OA and its symptoms (i.e. pain) are heterogeneous and characterised by a complex and multifactorial nature. Identification of therapies that improve quality of life in patients with OA or prevent structural progression of the disease has been negatively affected by marked clinical heterogeneity in the rate of progression, discordance between symptoms and structural changes and symptom fluctuation over time. With increasing understanding of OA risk factors and pathogenesis, OA is not only considered a disease of cartilage but consists of different subgroups/phenotypes.
This Research Topic aims to tackle the urgent unmet need for OA management and treatment by identifying clinical subgroups characterised by different phenotypes.
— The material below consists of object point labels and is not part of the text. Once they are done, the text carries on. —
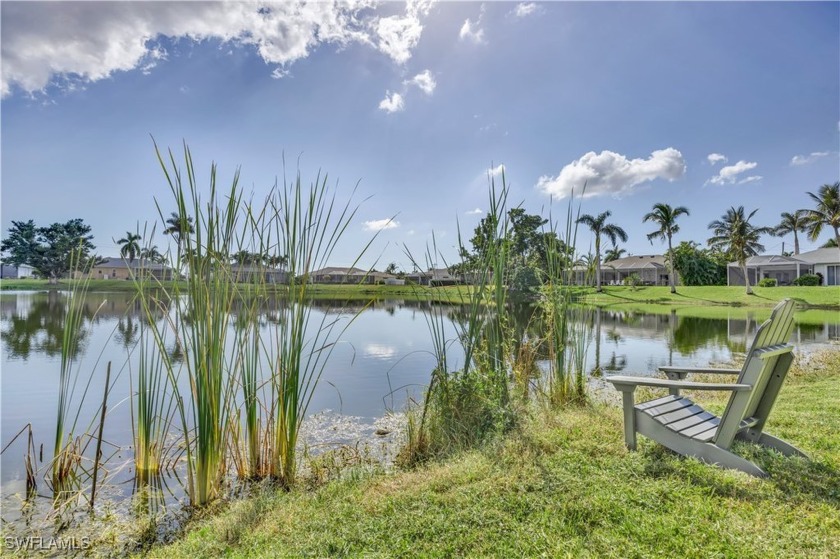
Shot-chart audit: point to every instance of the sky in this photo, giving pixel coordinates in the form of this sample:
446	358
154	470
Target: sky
410	108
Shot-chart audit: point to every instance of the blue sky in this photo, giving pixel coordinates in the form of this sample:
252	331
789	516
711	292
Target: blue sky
706	105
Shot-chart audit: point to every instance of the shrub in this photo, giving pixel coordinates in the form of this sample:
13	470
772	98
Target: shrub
808	279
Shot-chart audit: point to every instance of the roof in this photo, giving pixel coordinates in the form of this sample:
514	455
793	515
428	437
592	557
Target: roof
771	260
821	256
137	263
636	262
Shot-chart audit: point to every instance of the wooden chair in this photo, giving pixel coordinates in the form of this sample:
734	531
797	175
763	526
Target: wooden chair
683	426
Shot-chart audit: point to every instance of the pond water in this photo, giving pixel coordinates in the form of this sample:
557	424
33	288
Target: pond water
384	358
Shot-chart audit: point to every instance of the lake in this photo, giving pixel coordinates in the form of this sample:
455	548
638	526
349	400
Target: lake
384	357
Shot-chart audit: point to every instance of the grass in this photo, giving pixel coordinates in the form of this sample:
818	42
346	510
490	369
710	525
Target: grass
563	485
827	297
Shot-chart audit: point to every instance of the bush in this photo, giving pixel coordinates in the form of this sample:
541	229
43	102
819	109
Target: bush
808	279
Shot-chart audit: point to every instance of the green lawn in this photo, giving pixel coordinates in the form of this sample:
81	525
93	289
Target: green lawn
823	296
563	485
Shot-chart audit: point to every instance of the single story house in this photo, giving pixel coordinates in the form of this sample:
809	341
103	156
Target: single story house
784	269
651	269
248	273
117	268
824	261
336	275
434	277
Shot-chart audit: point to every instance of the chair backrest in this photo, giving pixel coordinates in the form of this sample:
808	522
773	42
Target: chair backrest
766	366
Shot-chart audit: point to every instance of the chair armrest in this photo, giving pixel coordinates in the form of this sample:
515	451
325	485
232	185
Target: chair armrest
625	383
700	370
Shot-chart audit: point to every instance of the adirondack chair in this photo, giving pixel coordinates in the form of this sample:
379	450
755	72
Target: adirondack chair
683	426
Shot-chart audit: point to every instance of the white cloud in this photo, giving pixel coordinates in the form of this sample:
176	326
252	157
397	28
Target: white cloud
425	81
380	224
612	173
471	32
398	35
497	170
715	158
392	103
525	9
808	159
729	174
72	43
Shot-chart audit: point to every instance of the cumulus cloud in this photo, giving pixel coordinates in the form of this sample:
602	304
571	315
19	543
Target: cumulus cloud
398	35
525	9
612	173
392	103
48	43
380	224
729	174
808	159
425	81
715	158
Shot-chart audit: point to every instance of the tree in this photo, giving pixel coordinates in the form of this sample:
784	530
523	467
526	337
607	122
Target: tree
698	266
21	244
795	223
614	254
130	245
179	227
599	226
734	234
54	250
827	212
666	217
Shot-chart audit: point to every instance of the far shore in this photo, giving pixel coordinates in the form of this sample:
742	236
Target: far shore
822	297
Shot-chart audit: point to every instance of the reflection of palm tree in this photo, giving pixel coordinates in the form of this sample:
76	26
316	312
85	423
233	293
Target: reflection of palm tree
666	217
130	245
599	226
734	234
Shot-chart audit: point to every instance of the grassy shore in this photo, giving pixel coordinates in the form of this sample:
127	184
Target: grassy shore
564	485
827	298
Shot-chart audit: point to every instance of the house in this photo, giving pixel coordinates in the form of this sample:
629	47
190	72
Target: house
7	271
784	269
434	277
824	261
117	268
650	268
250	273
336	275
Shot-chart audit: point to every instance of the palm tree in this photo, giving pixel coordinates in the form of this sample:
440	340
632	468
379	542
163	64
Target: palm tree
735	235
792	223
130	245
614	254
152	254
179	227
827	212
666	217
599	226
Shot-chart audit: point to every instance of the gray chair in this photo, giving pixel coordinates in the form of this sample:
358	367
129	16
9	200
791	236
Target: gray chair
678	423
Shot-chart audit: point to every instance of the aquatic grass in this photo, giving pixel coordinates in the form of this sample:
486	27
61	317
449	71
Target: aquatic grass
310	222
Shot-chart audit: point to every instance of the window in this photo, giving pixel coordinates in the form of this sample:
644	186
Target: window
832	275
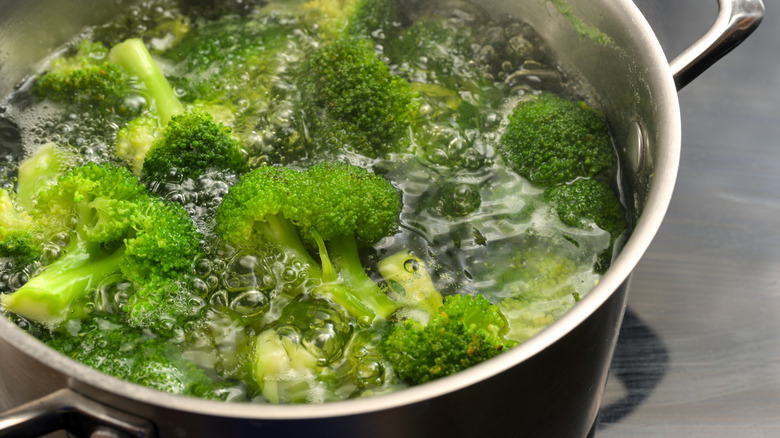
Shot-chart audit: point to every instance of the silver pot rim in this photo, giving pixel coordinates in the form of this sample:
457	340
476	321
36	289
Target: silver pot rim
657	202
A such, this Research Topic welcomes:
• Review and meta-analysis articles that cover emerging insights into the identification of OA and pain phenotypes;
• Original research articles that identify important differential characteristics (baseline clinical characteristics, biologic aspects including measures of metabolic activity, distinctive baseline structural and functional characteristics) associated with individual variation in long term prognosis and treatment outcomes;
• Secondary data analysis and individual patient data (IPD) meta-analysis in OA trials by looking at the efficacy of proposed treatments in identified patient sub-groups of patients with OA
Keywords: Osteoarthritis, Pain, Phenotypes, Cohort study, Clinical trial
Important Note: All contributions to this Research Topic must be within the scope of the section and journal to which they are submitted, as defined in their mission statements. Frontiers reserves the right to guide an out-of-scope manuscript to a more suitable section or journal at any stage of peer review.